What is an Horreo?

What is an horreo?

This is a question we often hear as we walk across northern Spain along the Camino de Santiago. It is a query about the raised, narrow and long buildings, often topped with a cross, scattered across the Camino upon entering the state of Galicia. The next question usually is, how do you pronounce it? Just think of America’s most loved cookie – the Oreo. Say the word the same and you sound just as a Spaniard!

Horreo on the Camino de Santiago

Galicia

These buildings are considered the unofficial symbol of Galicia and date back to the 15th Century. Galicia is the last autonomous region pilgrims on the Camino de Santiago walk through to arrive at the famous Cathedral of Santiago de Compostela.

The original purpose was to store feed for the animals. They also were used to house any farm produce that needed to be stocked or further ripened. Horreos are seen throughout the Camino de Santiago. Those in Galicia are slimmer and longer than those found in states such as Asturias whose horreos are wide and square.

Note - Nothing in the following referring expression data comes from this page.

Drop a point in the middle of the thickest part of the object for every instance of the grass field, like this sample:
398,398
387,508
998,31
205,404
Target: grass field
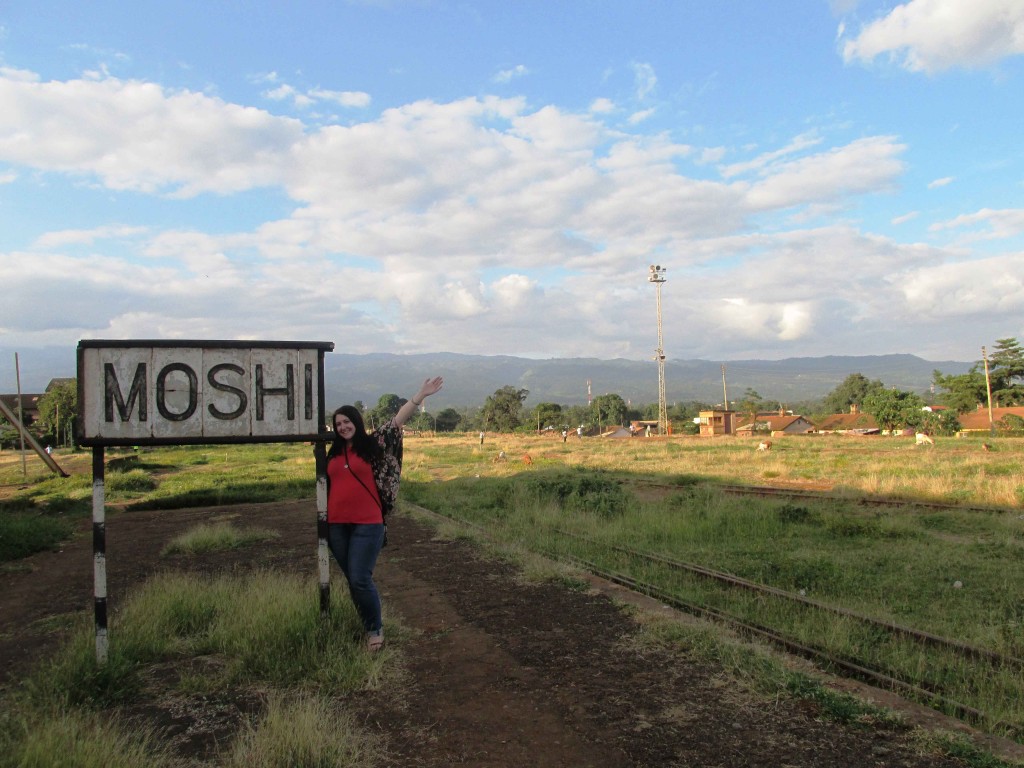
947,561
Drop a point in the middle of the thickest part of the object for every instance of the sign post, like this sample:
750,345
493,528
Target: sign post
192,392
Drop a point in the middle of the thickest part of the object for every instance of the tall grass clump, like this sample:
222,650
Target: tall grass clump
303,730
81,739
218,537
23,534
264,628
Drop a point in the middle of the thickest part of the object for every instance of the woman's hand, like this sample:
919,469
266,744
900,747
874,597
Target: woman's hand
430,386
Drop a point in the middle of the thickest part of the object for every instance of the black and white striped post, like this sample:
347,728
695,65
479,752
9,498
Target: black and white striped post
323,552
99,554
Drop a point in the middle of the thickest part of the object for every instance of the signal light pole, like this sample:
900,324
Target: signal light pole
657,278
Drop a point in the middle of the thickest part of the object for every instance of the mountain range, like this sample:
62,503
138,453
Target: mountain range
469,379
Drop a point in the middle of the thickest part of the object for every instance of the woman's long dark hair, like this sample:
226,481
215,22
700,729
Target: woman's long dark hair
365,446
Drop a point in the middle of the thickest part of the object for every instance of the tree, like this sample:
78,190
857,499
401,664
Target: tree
962,392
609,409
853,390
448,420
58,408
893,409
1006,368
501,411
750,403
548,415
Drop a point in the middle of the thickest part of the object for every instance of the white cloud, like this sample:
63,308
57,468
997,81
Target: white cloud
987,223
507,76
303,99
644,79
993,287
904,218
768,159
85,237
639,117
138,136
481,224
934,35
863,166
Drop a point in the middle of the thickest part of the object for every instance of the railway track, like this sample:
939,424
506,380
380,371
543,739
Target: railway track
922,690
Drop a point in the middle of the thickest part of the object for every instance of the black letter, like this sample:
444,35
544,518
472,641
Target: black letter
193,391
288,389
243,398
309,391
112,393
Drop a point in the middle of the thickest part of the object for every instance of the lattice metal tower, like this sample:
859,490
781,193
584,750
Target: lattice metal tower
657,278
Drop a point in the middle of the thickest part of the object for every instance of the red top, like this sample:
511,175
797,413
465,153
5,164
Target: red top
350,501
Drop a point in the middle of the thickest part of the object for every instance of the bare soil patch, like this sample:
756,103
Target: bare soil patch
496,672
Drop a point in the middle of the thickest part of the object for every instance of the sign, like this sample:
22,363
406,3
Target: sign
181,392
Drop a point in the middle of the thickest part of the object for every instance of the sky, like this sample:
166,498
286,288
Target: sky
497,177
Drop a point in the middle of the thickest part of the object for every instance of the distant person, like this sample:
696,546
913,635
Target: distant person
363,474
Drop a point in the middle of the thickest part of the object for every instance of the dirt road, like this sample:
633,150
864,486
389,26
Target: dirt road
498,672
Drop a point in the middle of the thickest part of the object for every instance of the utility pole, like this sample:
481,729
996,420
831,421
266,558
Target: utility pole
20,414
657,278
988,389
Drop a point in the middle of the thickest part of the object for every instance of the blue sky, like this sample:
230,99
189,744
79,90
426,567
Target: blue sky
496,177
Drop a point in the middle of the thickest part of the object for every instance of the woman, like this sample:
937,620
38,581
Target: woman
363,474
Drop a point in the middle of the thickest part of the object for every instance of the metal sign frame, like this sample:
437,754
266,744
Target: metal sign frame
177,392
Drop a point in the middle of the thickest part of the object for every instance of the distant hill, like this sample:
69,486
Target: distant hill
470,378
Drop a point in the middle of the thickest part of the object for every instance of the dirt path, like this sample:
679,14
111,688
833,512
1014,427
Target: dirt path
498,673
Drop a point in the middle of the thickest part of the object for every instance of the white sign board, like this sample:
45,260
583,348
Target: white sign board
163,392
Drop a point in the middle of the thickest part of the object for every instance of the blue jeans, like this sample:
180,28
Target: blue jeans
355,547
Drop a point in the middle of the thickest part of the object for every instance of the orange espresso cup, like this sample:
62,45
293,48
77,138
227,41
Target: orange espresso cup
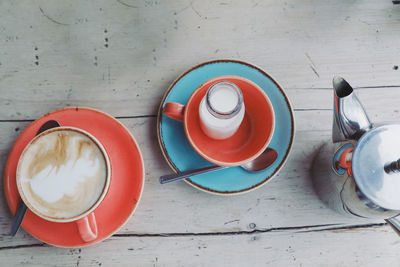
252,136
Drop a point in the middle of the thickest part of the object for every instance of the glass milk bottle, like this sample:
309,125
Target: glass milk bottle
221,110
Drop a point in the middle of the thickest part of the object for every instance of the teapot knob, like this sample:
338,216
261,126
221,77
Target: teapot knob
392,167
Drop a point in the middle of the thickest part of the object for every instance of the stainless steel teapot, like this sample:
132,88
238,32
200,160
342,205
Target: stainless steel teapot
358,174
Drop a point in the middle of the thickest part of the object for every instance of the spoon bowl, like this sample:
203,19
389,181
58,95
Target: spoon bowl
260,163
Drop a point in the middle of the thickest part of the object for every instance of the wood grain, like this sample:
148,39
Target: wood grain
372,247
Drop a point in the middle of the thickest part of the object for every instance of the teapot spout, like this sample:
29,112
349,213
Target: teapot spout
350,121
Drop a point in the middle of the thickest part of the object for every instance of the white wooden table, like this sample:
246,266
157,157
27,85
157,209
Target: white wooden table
120,56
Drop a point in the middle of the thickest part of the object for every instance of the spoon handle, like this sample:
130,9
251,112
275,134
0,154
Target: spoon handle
22,208
182,175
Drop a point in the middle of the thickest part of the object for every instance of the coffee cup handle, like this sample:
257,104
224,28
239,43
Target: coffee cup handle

Horreos in Galicia range in size from over 10 meters in length to even as little as one meter in length. These granaries are usually made of granite. They are always elevated to ensure rodents are unable to feast on the contents inside.  Today, these buildings are no longer utilised due to advancements in modern agriculture which also means they are no longer being built.  Most older properties in Galicia have an horreo on the land, but sadly many of them are unkept. This is because owners are required to apply for a special permit, at a high cost, to renovate these protected buildings.

 

Famous Horreos

Although not located on the Camino de Santiago, the most famous is the Carnota Horreo. It is 34.7 meters in length and is considered the largest in Galicia.  The entire structure is made of granite, including the roof, making it a spectacular site.

At kilometer 32 on the Camino de Santiago, you will find that horreo was built in 1950. Basically, making it a modern day structure. This horreo is much larger and rectangular in shape, unlike the historical slim model.

As you walk the Camino de Santiago, keep an eye out for these unique buildings as they can come in a variety of sizes and often with unique elements. Searching for your favourite horreo can sometimes help the kilometres swiftly pass by!